Farrakhan calls for ‘new beginning’

 

Nation of Islam Minister Louis Farrakhan stressed unity among religions, while still preaching a message of black empowerment, at a rare public event Sunday deemed “a new beginning” for the Chicago-based movement.

In the nearly two-hour speech, Farrakhan covered topics including immigration, public schools, violence and morality. He vaguely referred to the presidential election but did not specifically mention any candidates.

“We are all in a journey to become complete human beings,” the 75-year-old Farrakhan told the crowd of thousands gathered inside Mosque Maryam and in white tents outside. “Look how we have become so divided, so hateful, while claiming the same creator.”

Farrakhan renewed a call for many to get back to the basic tenets of Islam, while still encouraging black pride.

Sunday’s event was a rededication to the historic 1948 building. The mosque, once a Greek Orthodox church, has undergone major renovations, including getting new marble floors, since it was bought by the Nation in 1972.

ST. JOHNSBURY, Vt.

Deployed auditor up for re-election

There’s only one thing missing from Thomas Salmon’s re-election campaign – Thomas Salmon.

Serving in Iraq with the U.S. Naval Reserve, the Vermont state auditor isn’t allowed to participate in his campaign because of a Pentagon ban on politicking by active duty members of the military.

And his absence from the three-way race has made for a curious campaign, prompting one rival to pass up the race, two others to wage halfhearted campaigns and Salmon’s wife, campaign manager and father to act as his surrogates.

“It is a very bizarre situation,” said his wife, Leslie Salmon.

Salmon, a 45-year-old Democrat whose father once served as governor, was elected state auditor in 2006. He was notified about his yearlong deployment last May and shipped out a month later, leaving behind his wife and four children, his job as Vermont’s chief fiscal watchdog and his campaign for re-election.

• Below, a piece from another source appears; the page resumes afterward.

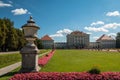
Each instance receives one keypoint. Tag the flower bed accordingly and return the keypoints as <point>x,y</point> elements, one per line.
<point>67,76</point>
<point>42,61</point>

Republican Randy Brock, who narrowly lost to Salmon in 2006 and had been mulling another run, backed off.

“With Tom Salmon being deployed to a combat zone, I just did not feel it was at all appropriate to enter into a contest against someone in that situation,” said Brock, who is a Vietnam veteran.

Martha Abbott, a professional tax preparer who chairs the state’s Progressive Party, says she’ll put up some lawn signs but won’t raise money, print fliers or send campaign literature to homes – out of deference to Salmon, since he can’t campaign.

The third challenger, Liberty Union candidate Jerry Levy, 68, of Brattleboro, is on the ballot but not actively campaigning.

MORGAN, Utah

Golf cart driver eludes officers

A Utah sheriff’s office has found that it shouldn’t underestimate the golf cart as a getaway car.

A suspect in a souped-up cart managed to elude officers who pursued him last month through an alfalfa field – but only for a while. He was arrested the next day at his grandmother’s house.

Officers started pursuing the driver after he was spotted spinning out in a city park in Morgan. He took off into an alfalfa field and jumped irrigation ditches that the sheriff’s cruisers couldn’t cross.

Morgan County Sheriff’s Sgt. Scott Peay suspects the cart was fitted with a car engine instead of the original electric motor.